Post-Sandy, however, all that remains of the decorated stop is a bit of faux flooring on a slab of broken concrete, with the rest of the structure washed away into oblivion.

Fortunately for Sea Bright straphangers, that’s about to change.

Sea Bright Rising, a charity group that arose in the storm’s aftermath to aid the ailing community, is planning to rebuild the Ocean Avenue shelter and restore it to visual glory with help from artist Megan Heath Gilhool.

Gilhool at work on the bus shelter in October, 2011. (Click to enlarge)

“We’re waiting for the go-ahead from the state,” because the stop is on a state highway, said Chris Wood, owner of Woody’s Ocean Grille and a prime force behind Sea Bright Rising. “But we’re committed to bringing it back as close as we can to the original version,” Wood told redbankgreen Thursday.

“People really enjoyed the stop before – its character, the added element it gave the town. So we want to make the new one literally as close as possible,” he added. “The decorations done by Megan were very detailed, and a great reflection of the community and our residents.”
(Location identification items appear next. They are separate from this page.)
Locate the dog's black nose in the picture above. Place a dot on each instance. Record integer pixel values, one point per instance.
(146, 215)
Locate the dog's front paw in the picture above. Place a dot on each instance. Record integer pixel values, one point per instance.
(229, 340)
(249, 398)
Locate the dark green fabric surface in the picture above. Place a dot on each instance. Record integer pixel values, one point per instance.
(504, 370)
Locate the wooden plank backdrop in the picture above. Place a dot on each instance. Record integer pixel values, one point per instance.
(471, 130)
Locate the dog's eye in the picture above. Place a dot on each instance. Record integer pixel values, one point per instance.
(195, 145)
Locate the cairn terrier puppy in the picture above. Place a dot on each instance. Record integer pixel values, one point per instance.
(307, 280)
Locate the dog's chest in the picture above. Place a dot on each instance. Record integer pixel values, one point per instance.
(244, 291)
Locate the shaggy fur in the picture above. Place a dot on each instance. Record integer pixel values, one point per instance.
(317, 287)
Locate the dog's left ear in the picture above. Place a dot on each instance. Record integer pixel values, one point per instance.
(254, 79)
An interior trompe l’oeil mural, which Gilhool completed in late 2011, turned the ordinary shack that covered the stop’s waiting bench into what resembled a beachside home, complete with a virtual a bookshelf,  a cat – “Buster,” Gilhool called him – and a sofa.

Wood estimates that the new project shouldn’t cost more than $4,000, a number he called “a shot in the dark,” and hopes that local vendors such as Bain’s Hardware, which provided the paint free of charge for the original mural, will also help with the restoration.

According to Wood, the bus shelter restoration is part of the third prong of Sea Bright Rising’s three-prong plan, consisting of aiding residents, business owners, and now, the borough’s infrastructure. Wood also said that Sea Bright Rising is committed to replacing lifeguard stands, the borough’s marquee announcement board – originally located in front of Woody’s  – and looking into restoring the business district’s benches.

“We want to do anything we can to help beautify the town,” Wood said, “and we consider the bus stop to be an important part of it.”